恐らくは相次ぐ自然災害と、季節毎(ごと)の海の幸、山の幸の恵みの歴史が、日本人にこのような哲学を生ませたのであろう。しかしこうしたアプローチは、限られた地球上で、人間が欲望のなすがままに自然を破壊し続けていくことができないことがはっきりしている今、そして善悪二元論によるテロ対策と報復の連鎖が悪化の一途を辿っている今、世界全体に共有されてもいいのではないか。そしてそれを薄々感じている人が多いからこそ、こうしたメッセージを秘めた日本のさまざまな文化が今人気を博しているのであろう。

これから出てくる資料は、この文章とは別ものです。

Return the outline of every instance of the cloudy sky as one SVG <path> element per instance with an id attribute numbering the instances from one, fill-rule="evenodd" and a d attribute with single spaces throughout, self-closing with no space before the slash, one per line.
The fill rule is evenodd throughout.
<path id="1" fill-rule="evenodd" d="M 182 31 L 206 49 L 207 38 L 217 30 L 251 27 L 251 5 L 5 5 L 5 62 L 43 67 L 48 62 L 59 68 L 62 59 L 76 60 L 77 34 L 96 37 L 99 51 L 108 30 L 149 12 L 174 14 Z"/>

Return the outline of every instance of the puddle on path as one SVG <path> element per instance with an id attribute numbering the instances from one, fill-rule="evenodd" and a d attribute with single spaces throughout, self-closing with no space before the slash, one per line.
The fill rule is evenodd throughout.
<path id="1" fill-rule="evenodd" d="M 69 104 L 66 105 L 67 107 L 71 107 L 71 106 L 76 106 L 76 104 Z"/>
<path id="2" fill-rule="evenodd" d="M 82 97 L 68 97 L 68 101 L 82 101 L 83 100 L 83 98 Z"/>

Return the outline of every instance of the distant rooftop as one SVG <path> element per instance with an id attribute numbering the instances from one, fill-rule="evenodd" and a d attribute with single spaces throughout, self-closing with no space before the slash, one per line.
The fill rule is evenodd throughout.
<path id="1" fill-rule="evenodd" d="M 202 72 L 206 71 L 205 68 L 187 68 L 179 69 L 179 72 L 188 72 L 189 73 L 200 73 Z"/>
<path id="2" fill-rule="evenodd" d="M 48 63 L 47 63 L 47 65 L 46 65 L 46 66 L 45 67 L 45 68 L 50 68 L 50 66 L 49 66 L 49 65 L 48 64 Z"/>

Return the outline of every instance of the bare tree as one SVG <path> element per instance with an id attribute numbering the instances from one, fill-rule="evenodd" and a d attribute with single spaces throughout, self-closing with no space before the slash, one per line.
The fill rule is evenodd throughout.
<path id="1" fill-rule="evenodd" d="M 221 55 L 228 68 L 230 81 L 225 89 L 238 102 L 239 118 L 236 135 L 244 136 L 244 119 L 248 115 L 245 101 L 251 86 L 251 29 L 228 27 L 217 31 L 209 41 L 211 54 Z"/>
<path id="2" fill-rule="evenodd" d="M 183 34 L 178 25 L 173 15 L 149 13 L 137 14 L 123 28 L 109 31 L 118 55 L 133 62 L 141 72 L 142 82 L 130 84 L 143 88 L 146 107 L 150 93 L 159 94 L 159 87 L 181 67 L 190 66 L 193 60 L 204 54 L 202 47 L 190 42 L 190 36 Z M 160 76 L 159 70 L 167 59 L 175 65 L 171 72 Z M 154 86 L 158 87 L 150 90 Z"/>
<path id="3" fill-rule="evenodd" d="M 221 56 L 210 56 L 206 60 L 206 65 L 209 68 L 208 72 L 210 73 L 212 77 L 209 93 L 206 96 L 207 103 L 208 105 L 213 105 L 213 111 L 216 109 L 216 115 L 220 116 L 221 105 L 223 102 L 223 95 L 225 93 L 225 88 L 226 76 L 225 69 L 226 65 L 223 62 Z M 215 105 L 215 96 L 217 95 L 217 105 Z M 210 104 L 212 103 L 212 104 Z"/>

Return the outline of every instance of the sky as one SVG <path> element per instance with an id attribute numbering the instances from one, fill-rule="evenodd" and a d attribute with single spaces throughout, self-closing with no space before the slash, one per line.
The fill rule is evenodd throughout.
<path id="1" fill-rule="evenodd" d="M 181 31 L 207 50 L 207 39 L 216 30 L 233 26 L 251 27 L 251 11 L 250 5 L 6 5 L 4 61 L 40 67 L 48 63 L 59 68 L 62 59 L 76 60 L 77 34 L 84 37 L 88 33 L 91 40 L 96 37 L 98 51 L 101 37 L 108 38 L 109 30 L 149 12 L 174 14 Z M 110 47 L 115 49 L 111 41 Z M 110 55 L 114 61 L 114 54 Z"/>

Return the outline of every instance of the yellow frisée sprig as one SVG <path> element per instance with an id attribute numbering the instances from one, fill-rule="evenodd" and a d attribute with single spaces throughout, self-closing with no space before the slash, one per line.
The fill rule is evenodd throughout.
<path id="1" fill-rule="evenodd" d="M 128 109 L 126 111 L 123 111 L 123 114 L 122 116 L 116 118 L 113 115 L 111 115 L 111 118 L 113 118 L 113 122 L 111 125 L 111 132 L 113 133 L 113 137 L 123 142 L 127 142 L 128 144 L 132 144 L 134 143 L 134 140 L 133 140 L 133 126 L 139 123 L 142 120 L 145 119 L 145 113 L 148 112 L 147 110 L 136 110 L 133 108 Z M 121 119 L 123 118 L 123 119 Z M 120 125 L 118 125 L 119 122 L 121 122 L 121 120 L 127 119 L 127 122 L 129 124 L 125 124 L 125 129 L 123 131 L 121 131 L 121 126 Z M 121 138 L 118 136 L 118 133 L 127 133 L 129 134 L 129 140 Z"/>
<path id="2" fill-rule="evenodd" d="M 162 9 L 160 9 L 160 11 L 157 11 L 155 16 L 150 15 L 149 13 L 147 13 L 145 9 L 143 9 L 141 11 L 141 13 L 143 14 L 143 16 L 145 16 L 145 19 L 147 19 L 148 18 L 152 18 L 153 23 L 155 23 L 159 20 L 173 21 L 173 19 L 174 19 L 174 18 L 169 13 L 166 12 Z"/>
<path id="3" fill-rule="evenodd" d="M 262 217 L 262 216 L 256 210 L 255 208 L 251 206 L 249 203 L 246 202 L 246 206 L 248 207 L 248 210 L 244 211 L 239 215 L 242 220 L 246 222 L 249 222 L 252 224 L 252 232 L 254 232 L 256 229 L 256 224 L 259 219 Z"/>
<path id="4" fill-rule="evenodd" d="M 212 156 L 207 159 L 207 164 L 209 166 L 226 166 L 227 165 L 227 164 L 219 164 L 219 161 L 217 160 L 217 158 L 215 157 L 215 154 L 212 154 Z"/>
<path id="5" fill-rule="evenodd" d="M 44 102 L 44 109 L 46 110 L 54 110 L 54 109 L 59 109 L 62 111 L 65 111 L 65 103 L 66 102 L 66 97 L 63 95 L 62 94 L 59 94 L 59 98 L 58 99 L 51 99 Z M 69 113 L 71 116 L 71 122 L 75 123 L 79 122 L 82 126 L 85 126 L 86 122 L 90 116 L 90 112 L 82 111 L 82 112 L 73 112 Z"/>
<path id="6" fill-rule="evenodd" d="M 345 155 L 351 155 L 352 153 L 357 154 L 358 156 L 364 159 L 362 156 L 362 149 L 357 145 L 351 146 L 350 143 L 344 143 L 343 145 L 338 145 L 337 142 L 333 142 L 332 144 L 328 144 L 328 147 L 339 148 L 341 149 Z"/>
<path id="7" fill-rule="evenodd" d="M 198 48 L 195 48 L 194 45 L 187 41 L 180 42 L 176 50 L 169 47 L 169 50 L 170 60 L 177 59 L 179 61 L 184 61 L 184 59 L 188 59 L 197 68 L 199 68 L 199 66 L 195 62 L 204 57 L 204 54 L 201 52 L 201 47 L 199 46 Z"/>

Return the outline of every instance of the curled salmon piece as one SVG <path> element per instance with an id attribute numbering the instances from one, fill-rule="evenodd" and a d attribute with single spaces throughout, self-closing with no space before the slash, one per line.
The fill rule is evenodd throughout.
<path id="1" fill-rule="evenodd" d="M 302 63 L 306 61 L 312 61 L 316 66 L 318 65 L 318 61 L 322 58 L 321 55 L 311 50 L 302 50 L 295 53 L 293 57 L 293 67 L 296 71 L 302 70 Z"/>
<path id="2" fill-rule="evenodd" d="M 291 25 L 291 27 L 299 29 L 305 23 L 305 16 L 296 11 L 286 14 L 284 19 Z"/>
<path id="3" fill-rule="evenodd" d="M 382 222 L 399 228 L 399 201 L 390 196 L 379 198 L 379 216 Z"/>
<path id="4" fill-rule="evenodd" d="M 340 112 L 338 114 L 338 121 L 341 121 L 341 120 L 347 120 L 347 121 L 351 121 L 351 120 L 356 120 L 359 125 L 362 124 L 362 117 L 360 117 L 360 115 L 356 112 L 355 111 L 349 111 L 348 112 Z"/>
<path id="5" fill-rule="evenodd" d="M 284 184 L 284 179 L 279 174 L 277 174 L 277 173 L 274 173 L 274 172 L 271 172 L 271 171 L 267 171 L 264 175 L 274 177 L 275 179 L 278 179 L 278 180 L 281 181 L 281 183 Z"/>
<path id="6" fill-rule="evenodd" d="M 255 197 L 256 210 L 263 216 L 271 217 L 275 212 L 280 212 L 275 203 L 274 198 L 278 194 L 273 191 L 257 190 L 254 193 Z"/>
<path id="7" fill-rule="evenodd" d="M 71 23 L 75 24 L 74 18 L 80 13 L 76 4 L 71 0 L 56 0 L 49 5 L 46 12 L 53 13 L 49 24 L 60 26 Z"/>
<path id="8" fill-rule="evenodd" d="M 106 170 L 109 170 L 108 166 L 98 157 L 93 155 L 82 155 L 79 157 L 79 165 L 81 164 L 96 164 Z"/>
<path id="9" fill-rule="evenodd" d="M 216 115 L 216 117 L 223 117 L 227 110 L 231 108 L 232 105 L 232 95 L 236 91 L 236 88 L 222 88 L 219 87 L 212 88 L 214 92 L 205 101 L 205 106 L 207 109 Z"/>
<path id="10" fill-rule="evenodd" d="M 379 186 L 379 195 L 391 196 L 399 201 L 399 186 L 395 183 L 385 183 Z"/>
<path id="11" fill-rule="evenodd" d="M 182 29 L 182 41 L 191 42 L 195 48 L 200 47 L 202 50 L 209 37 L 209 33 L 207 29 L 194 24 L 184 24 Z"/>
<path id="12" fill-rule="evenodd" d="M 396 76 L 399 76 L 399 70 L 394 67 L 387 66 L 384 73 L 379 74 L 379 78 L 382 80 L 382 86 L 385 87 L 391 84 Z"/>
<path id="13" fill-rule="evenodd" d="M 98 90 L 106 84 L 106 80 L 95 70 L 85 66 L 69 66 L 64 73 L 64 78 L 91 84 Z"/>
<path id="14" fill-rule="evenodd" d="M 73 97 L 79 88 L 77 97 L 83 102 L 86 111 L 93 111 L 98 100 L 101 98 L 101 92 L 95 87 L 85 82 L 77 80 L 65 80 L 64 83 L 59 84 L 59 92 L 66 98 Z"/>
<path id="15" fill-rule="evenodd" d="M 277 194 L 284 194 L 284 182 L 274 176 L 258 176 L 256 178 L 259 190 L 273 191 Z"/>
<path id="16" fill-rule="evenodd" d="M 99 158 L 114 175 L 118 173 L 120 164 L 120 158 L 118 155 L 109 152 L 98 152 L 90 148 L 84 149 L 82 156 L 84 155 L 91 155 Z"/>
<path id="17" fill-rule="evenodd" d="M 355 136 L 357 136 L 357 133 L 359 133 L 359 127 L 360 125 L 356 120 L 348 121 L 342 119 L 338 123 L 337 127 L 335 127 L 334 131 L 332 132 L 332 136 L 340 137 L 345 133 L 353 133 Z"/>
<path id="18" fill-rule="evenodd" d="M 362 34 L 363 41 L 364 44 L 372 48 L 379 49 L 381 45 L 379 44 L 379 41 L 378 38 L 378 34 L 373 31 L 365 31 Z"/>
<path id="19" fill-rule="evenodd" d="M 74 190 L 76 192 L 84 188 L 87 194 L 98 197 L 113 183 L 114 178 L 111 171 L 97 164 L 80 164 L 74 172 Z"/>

漫画やアニメの多くは、単なるエンターテイメントではない。ディズニーアニメが勧善懲悪、アメリカンドリームを流布するように、日本のアニメには、意図しているか否かは別にして、日本的思想がメッセージとして込められている。宮崎駿のアニメはその典型だ。自然を尊び、人間の傲慢さを戒めるメッセージが言語ではなく、感性を通じて世界のファンに伝わっている。それが、上述のように日本のイメージを数字や言語に表れるもの以上に押し上げているのではないか。

言葉で説明しにくいものを言葉にしようという私の努力はこれくらいに留めておこう。読者の皆さん、ぜひ日本に来て、しばらく滞在してほしい。文化庁は2011年からアーティスト、クリエーター、研究者などの創作活動を支援する短期滞在型のプログラム「アーティスト・イン・レジデンス」への財政的支援を始めた。文科省や民間には留学生を招くプログラムもいろいろある。それらを使って来日し、そして私の仮説が正しいか否か、皆さんの鋭い感性で検証して頂きたい。